Tuesday, August 4, 2009

Investigating modern-day slavery cases-Looking Deeper

Last night we took a bus and then a train called BART to Berkeley for an optional dinner at a Mediterranean restaurant. After dinner we walked about two blocks and then we stopped on the sidewalk and our leader read the first couple paragraphs of their book, NOT FOR SALE. It said that the Not for Sale movement started when one of their leaders read in the newspaper that their favorite Indian restaurant was the center of a human trafficking operation that had brought in 500 slaves from India. The cooks and servers who had been serving their food were all slaves. We looked across the street and there the restaurant was. It was closed on Monday evenings, but still in operation. The owner, a wealthy man who owns multiple apartment complexes & other buildings in Berkeley, got off on a plea bargain for a lesser charge and is still in business.

The crime came to light when one of the girls, who were all kept locked up in one of the owner's apartment buildings, died from a gas leak in the building. They rolled her body up in a carpet and were just about to load it into a van when the police happened by and noticed suspicious activity. The message was one we've heard over and over in just these first two days: Ask more questions. Look deeper. Think about what you are seeing. It could save someone's life.
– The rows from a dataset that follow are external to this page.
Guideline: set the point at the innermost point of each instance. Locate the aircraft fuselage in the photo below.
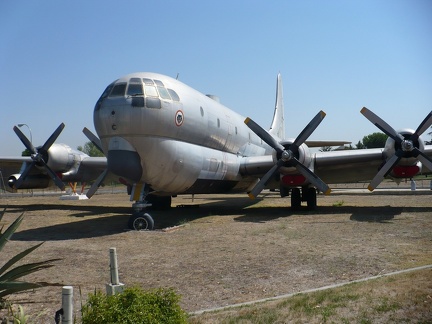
(157, 130)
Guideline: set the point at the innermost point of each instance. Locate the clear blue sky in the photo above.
(56, 58)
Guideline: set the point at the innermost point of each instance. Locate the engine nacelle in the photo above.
(61, 158)
(38, 181)
(408, 166)
(303, 156)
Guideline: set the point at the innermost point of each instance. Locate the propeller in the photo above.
(96, 141)
(288, 156)
(39, 156)
(406, 147)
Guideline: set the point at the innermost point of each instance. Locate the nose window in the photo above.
(135, 89)
(118, 90)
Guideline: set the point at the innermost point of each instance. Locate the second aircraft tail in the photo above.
(277, 127)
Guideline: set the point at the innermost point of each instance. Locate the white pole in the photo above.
(67, 304)
(113, 267)
(114, 286)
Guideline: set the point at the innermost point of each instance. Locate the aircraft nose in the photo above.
(123, 160)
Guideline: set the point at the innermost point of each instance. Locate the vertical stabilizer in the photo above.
(277, 127)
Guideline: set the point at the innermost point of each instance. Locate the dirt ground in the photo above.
(227, 250)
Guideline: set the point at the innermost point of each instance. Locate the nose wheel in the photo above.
(141, 221)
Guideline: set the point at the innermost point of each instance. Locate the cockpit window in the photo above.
(118, 90)
(151, 91)
(107, 91)
(148, 81)
(174, 95)
(159, 83)
(164, 93)
(135, 89)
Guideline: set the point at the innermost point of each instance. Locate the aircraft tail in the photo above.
(277, 127)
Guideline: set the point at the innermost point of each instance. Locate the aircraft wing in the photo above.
(84, 169)
(348, 165)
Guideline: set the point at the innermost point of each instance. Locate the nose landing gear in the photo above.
(140, 221)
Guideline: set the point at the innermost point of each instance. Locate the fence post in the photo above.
(115, 286)
(67, 304)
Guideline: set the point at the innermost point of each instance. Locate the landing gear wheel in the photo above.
(295, 198)
(311, 198)
(141, 221)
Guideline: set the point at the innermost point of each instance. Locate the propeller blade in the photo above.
(96, 184)
(423, 158)
(50, 141)
(309, 129)
(23, 175)
(24, 140)
(264, 135)
(313, 178)
(379, 177)
(381, 124)
(263, 181)
(93, 138)
(424, 125)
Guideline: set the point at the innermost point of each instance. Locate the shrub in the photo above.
(134, 305)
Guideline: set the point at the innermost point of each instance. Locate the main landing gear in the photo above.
(140, 219)
(308, 194)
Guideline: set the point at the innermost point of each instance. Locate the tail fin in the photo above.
(277, 127)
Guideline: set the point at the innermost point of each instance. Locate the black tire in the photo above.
(141, 222)
(295, 198)
(159, 202)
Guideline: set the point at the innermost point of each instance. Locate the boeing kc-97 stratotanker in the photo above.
(162, 138)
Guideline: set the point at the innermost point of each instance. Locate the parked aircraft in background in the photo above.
(162, 138)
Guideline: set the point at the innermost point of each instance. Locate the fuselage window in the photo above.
(135, 89)
(118, 90)
(148, 81)
(174, 95)
(152, 102)
(159, 83)
(164, 93)
(151, 91)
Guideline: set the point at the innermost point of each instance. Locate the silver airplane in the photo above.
(161, 138)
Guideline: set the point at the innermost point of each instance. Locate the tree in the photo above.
(326, 149)
(429, 142)
(360, 146)
(374, 140)
(90, 149)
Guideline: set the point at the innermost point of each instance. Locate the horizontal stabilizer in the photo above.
(325, 143)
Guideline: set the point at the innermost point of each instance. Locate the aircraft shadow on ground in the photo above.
(90, 222)
(86, 222)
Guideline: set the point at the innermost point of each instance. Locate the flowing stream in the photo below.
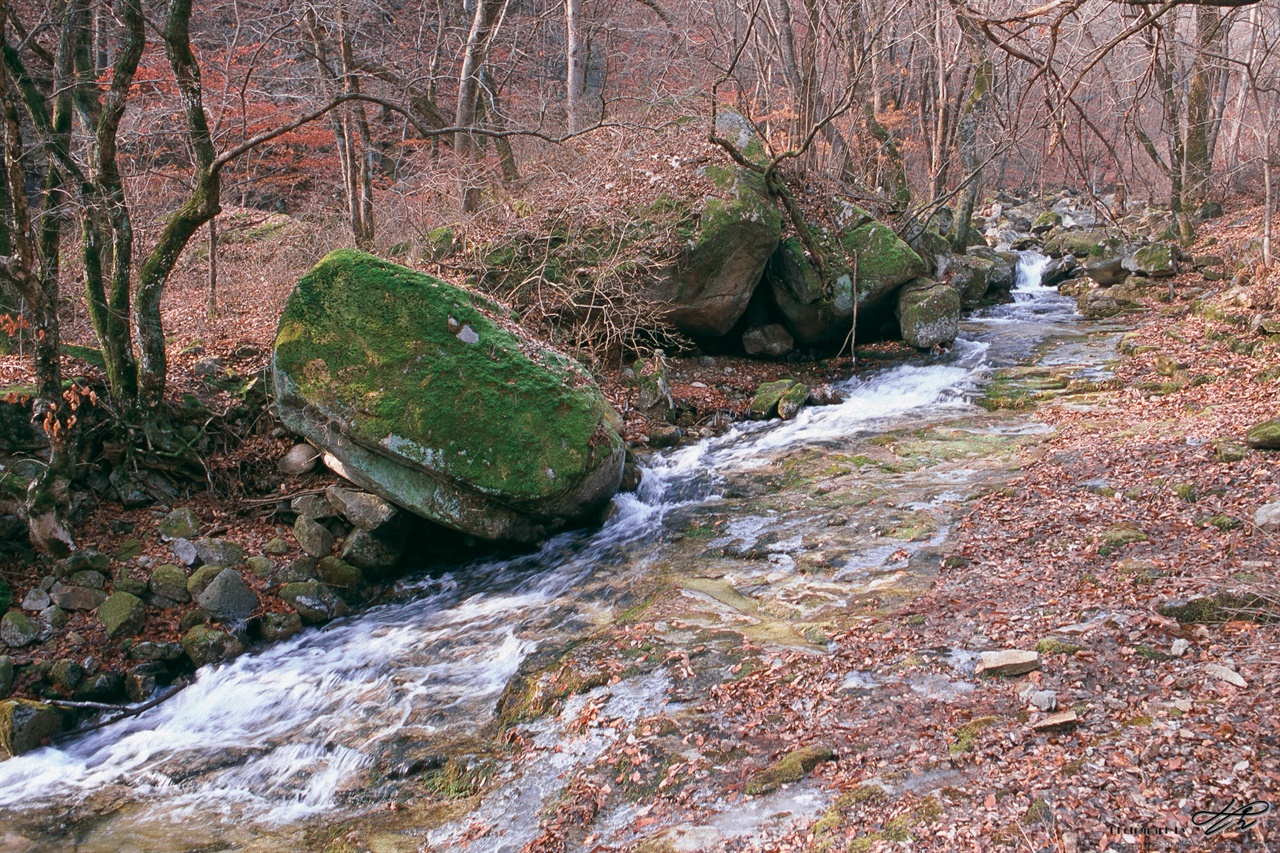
(280, 735)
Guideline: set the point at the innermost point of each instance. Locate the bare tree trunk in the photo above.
(483, 24)
(575, 56)
(1266, 211)
(213, 268)
(967, 131)
(1201, 121)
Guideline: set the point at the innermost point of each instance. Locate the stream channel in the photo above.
(773, 533)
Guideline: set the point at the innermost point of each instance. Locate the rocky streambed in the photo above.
(480, 701)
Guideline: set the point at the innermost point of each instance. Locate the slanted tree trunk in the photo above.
(967, 131)
(575, 73)
(1202, 115)
(484, 23)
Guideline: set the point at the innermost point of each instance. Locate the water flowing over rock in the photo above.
(928, 313)
(498, 438)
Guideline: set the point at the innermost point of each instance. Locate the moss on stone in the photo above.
(967, 735)
(790, 769)
(384, 349)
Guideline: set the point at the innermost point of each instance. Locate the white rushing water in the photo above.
(275, 735)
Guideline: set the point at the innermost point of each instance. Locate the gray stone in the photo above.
(82, 560)
(497, 439)
(1267, 518)
(87, 579)
(364, 510)
(201, 578)
(277, 547)
(150, 651)
(664, 434)
(24, 725)
(123, 615)
(279, 626)
(298, 570)
(928, 313)
(260, 566)
(219, 552)
(1045, 699)
(169, 582)
(373, 552)
(227, 598)
(1061, 720)
(186, 552)
(312, 537)
(205, 644)
(314, 601)
(179, 524)
(140, 684)
(1008, 662)
(338, 574)
(315, 506)
(300, 460)
(18, 629)
(76, 597)
(54, 616)
(772, 341)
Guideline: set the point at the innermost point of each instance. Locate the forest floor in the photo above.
(1134, 501)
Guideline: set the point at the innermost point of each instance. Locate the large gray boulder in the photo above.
(928, 313)
(731, 238)
(819, 309)
(421, 392)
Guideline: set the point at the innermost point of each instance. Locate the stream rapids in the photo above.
(288, 735)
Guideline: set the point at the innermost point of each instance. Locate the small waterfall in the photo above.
(275, 735)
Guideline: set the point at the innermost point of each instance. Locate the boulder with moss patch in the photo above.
(790, 769)
(1265, 436)
(928, 313)
(419, 392)
(863, 256)
(730, 240)
(24, 725)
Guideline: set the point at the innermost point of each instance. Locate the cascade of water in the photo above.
(274, 735)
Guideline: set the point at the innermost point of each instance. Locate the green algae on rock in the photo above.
(419, 393)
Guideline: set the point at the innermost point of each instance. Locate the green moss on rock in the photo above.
(411, 369)
(790, 769)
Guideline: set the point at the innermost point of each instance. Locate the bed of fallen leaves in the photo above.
(1127, 507)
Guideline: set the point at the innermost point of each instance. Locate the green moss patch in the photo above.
(423, 369)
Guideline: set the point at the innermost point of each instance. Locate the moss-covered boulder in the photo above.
(1265, 436)
(24, 725)
(764, 402)
(730, 240)
(928, 313)
(1046, 222)
(1105, 261)
(819, 310)
(122, 615)
(424, 393)
(969, 276)
(1074, 242)
(205, 644)
(791, 767)
(1156, 260)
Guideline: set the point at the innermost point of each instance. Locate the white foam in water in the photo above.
(277, 735)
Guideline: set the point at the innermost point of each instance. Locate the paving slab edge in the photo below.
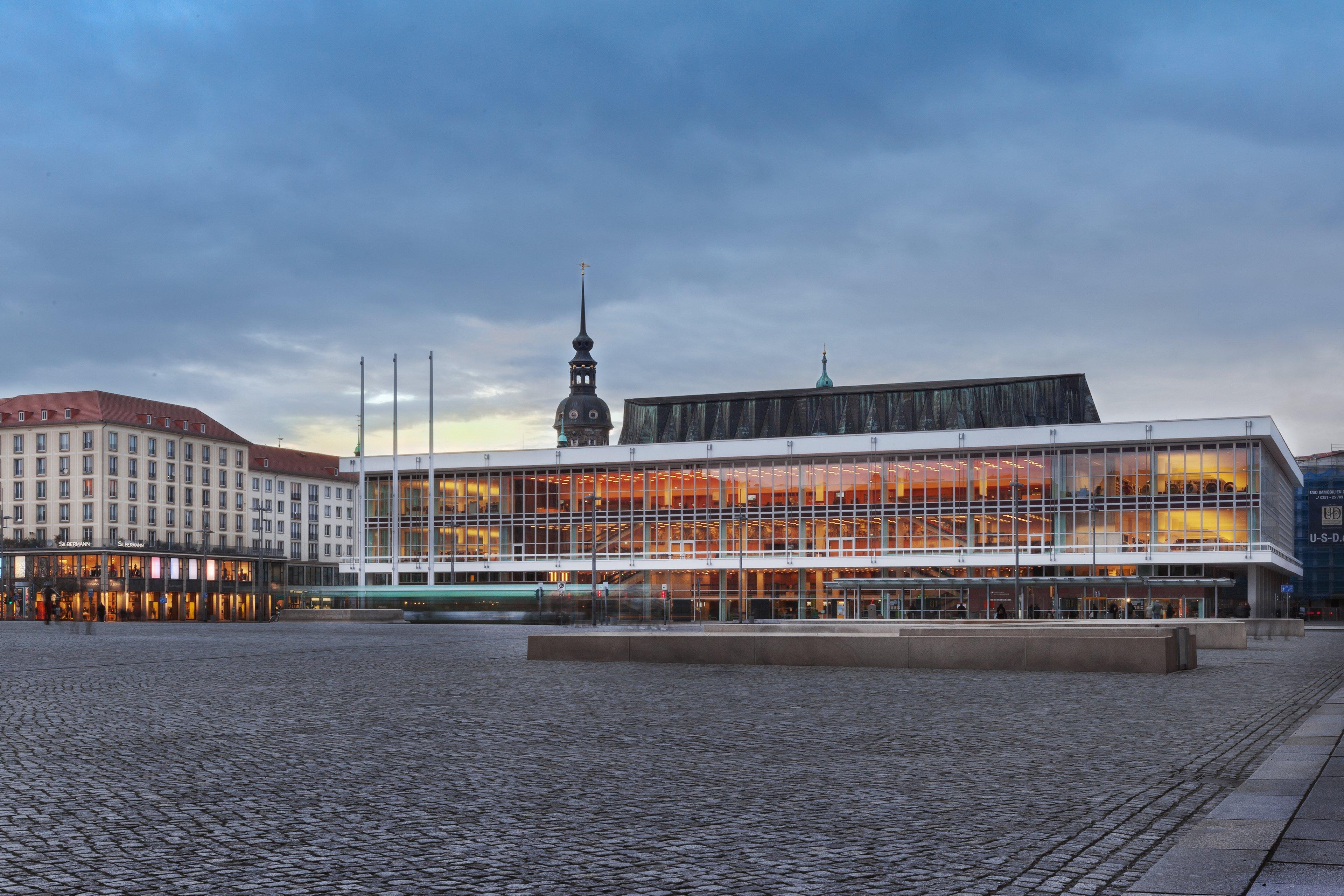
(1193, 868)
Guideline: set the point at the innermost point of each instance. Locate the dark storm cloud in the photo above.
(227, 203)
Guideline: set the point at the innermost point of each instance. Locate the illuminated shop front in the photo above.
(1183, 502)
(132, 588)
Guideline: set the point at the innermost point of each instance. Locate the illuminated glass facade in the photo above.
(795, 514)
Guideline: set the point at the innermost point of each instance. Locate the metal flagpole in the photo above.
(430, 578)
(397, 485)
(363, 510)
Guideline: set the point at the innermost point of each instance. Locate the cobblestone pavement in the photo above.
(413, 760)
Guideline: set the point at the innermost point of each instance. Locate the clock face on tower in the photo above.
(582, 418)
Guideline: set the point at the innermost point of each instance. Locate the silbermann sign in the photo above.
(1326, 516)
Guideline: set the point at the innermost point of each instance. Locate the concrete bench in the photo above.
(1004, 649)
(1214, 635)
(342, 616)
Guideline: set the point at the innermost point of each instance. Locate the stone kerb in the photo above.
(1214, 635)
(1281, 833)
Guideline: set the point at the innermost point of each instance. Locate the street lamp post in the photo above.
(205, 577)
(1016, 553)
(742, 592)
(595, 500)
(8, 564)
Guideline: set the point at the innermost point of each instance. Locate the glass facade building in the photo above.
(679, 520)
(1320, 538)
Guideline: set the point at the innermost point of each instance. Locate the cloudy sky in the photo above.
(226, 205)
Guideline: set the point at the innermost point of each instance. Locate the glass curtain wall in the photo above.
(1183, 498)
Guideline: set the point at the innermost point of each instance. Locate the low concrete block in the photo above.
(1151, 652)
(1276, 628)
(342, 616)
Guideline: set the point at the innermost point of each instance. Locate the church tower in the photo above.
(582, 418)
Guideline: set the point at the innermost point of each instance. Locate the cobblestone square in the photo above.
(412, 760)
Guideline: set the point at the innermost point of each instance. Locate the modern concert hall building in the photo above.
(955, 498)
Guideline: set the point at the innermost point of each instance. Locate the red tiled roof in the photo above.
(294, 463)
(108, 407)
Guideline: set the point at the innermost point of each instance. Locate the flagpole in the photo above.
(430, 578)
(397, 488)
(363, 523)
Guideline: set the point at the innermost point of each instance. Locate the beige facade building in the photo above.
(121, 507)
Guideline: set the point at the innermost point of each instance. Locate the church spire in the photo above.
(824, 382)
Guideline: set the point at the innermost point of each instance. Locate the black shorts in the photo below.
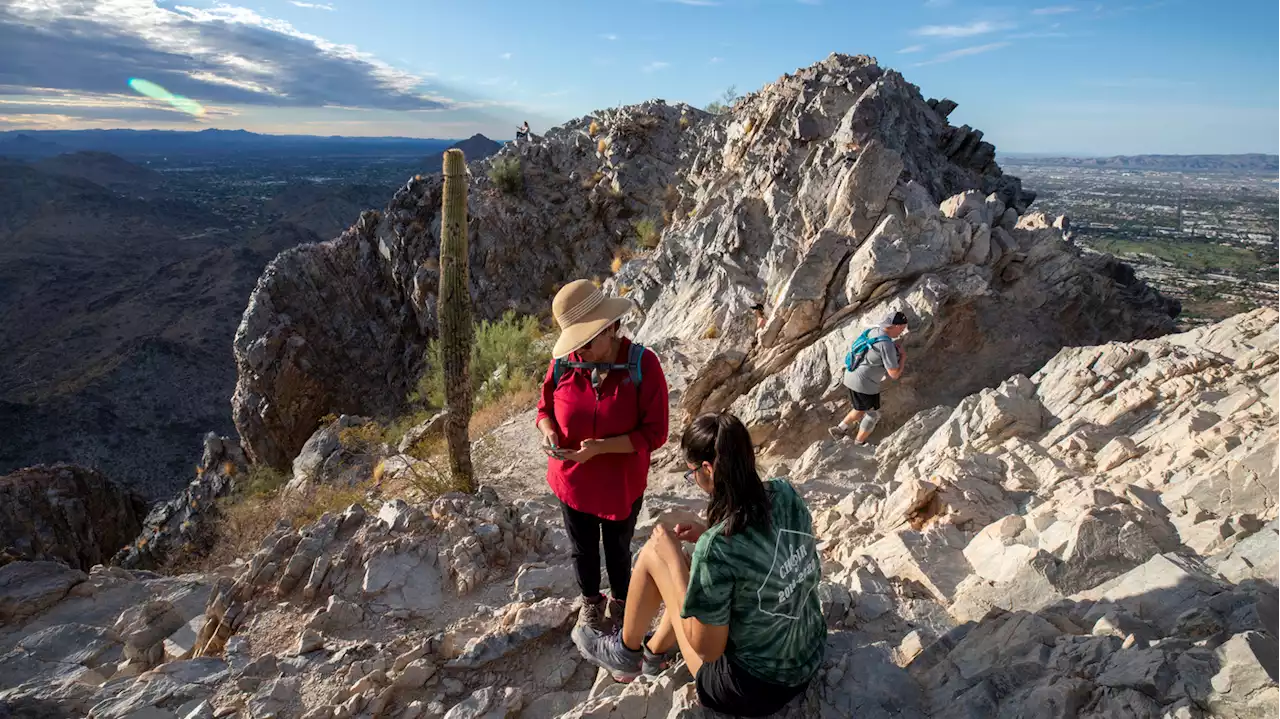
(727, 688)
(864, 402)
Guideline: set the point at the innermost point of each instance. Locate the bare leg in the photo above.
(664, 637)
(653, 581)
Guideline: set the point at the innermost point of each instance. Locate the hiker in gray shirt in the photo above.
(873, 358)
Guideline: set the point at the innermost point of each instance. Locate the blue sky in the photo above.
(1060, 76)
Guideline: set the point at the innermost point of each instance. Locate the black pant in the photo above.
(727, 688)
(585, 532)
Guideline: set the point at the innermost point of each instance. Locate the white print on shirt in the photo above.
(798, 562)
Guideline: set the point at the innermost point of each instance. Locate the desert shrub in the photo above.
(620, 257)
(506, 174)
(362, 439)
(725, 102)
(647, 233)
(507, 355)
(261, 481)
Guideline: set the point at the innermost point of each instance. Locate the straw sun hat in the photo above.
(583, 311)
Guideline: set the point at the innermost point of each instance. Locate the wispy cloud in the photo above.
(224, 54)
(970, 30)
(1055, 10)
(963, 53)
(1037, 35)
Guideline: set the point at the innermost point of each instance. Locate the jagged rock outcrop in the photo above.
(1097, 539)
(818, 195)
(184, 525)
(65, 513)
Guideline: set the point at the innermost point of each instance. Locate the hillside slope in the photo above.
(818, 195)
(1097, 540)
(114, 315)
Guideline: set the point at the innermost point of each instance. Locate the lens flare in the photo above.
(154, 91)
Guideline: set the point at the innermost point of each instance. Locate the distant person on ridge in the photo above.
(873, 357)
(602, 412)
(744, 610)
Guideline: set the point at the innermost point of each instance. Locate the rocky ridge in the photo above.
(830, 195)
(1095, 536)
(65, 513)
(1096, 540)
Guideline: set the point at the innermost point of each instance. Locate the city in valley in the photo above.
(1206, 236)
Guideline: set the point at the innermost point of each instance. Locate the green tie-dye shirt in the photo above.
(763, 584)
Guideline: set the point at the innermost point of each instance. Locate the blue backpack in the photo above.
(631, 366)
(862, 346)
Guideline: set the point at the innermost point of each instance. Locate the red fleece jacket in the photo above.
(607, 485)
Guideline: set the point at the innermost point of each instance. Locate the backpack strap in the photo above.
(862, 346)
(634, 366)
(635, 360)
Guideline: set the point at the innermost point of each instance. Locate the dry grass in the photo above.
(246, 520)
(593, 181)
(647, 233)
(620, 257)
(488, 417)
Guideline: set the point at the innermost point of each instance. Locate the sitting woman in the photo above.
(750, 624)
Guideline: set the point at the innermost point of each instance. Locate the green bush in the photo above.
(506, 174)
(726, 101)
(508, 355)
(261, 481)
(647, 233)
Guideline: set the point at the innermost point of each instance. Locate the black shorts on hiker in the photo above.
(727, 688)
(864, 402)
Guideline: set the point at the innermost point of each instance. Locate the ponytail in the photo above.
(739, 498)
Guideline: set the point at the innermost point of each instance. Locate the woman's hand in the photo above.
(551, 440)
(690, 531)
(590, 448)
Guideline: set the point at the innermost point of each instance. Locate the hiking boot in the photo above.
(592, 614)
(608, 653)
(653, 663)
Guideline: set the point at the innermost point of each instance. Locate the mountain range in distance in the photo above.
(1252, 163)
(150, 143)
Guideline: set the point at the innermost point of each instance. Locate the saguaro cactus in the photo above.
(455, 312)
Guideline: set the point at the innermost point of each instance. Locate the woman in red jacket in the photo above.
(599, 429)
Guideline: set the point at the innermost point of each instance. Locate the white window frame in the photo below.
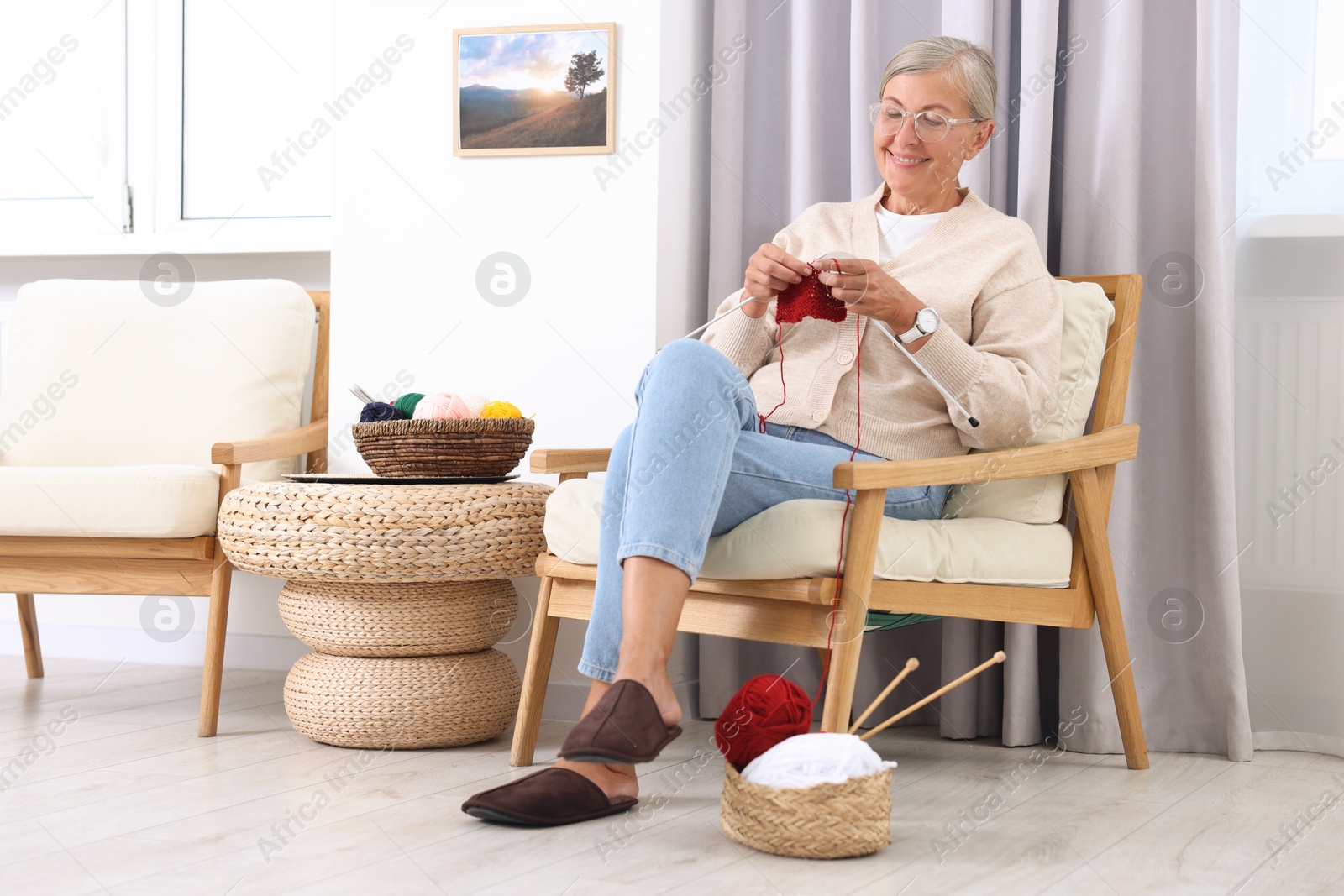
(154, 139)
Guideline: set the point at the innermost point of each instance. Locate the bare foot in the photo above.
(615, 781)
(660, 687)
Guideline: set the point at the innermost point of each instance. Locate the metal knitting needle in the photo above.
(925, 371)
(885, 332)
(702, 327)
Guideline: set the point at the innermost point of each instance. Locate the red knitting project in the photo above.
(810, 298)
(759, 715)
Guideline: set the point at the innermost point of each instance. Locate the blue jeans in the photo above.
(696, 465)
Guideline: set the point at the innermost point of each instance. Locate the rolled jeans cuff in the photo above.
(659, 553)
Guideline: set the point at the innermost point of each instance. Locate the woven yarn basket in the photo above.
(398, 620)
(470, 446)
(407, 703)
(824, 821)
(385, 532)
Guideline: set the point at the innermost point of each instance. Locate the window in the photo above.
(64, 118)
(123, 123)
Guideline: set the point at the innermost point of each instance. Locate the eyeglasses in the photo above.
(931, 127)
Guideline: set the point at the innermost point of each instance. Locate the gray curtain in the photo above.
(1117, 144)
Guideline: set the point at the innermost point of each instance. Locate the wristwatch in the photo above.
(927, 322)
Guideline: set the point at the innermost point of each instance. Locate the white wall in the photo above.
(413, 223)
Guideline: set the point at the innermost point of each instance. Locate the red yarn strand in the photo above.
(756, 720)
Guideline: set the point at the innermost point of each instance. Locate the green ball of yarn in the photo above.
(407, 403)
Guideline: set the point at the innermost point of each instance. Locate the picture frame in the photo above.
(534, 90)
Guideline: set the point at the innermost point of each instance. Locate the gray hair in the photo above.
(969, 66)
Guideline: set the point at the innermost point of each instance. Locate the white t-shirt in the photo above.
(898, 233)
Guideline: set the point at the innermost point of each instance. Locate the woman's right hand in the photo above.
(770, 270)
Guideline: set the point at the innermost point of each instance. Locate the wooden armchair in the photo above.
(87, 562)
(793, 610)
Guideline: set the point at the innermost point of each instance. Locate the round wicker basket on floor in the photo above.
(470, 446)
(410, 703)
(398, 620)
(385, 532)
(826, 821)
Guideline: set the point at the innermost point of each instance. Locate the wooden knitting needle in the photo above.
(911, 664)
(999, 658)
Some of the leaders in NFS told about how they were seeing slavery right under their noses but not seeing it because they didn't yet have eyes to see it. I thought about how I saw the market boys in Congo for years before I realized that after dark, they crawl under those outdoor stalls and go to sleep. I didn't know they were street children. Yes, Lord, give me eyes to see. I thought of how many people write that they traveled through the Volta Region in Ghana and didn't see any such thing as trokosi slaves. Yes, Lord, give them eyes to see.

The encouraging part of the Indian slaves story is that Dave Batstone didn't just say "Imagine that. We were being served by slaves," and look the other way. For him it was a wake up call that lead him into the heart of the abolitionist movement. For me, it the wake up call was when a young man walked up to me during a break in my very first Christian ed seminars in Ghana in 1999 and handed me a T shirt that said, "Stop Trokosi". When he told me that trokosi was a form of modern-day slavery in his country, I was shocked. I began to investigate, and what I heard and saw shocked me so much that I once described the experience as lifting up the lid of hell itself to peer inside a little.

So here I am. This morning we learned how to use the internet and public records to investigate cases of human trafficking or modern day slavery. We had an assignment to find and document one case in our area. Tomorrow we will discuss them and then put them up on SlaveMap.com. Some people had a hard time, but rather quickly I picked up on the case of Dick Drost, former owner of Naked City near Roselawn, IN & originator of Miss Nude Teeny Bopper Universe Pageant. It was disgusting and infuriating reading about the case. He had a long string of charges against him at least three times, but got off through a plea bargain on one of the least of the charges. He went to CA and opened the same kind of place, and he was clearly guilty of human trafficking. He is suing the State of IN for $1Billion and New County for $50Million for violation of his human rights. His lawyer said that his prosecution was just fundamentalist Christians trying to establish their religion.
Getting off with very light sentences under plea bargains is something we are seeing a lot. What on earth are we thinking?

It was another interesting & worthwhile day at Abolitonist Investigator Academy.

Sunday, August 2, 2009

Abolitionist Academy

Here I am at Abolitionist Academy in San Francisco. Our training in researching, documenting & intervening in modern-slavery starts tomorrow, but already I have enjoyed such stimulating conversation with others who are on the front lines of the abolitionist movement. My roommate works with a ministry that rescues girls in Houston, trafficked into prostitution. Another gal I've met is trying to find out what has happened to a long string of Native American girls who have disappeared along a certain highway in Canada.

I am hoping to learn from others' experiences and to go home with new ideas & skills to help us move on in our own efforts to free trokosi slaves in Ghana, Togo and Benin. We are also interested in child trafficking from the major markets in Ghana where we already have a well-established street ministry, in trafficking of children to dive for oysters in the Volta River (a practice that not infrequently results in their deaths and they get tangled in the fishing nets), and in sex/labor trafficking between Gulu, Uganda and Juba, Sudan. Lord, each child is a human life full of potential and promise, a child You love. Help us to know what to do to snatch them from those who would abuse them for their own profit and pleasure. You who came to set the captives free (Isaiah 61), do it again. In the next two weeks, let me not miss one lesson You would want to teach me. Thank You, Jesus! Amen.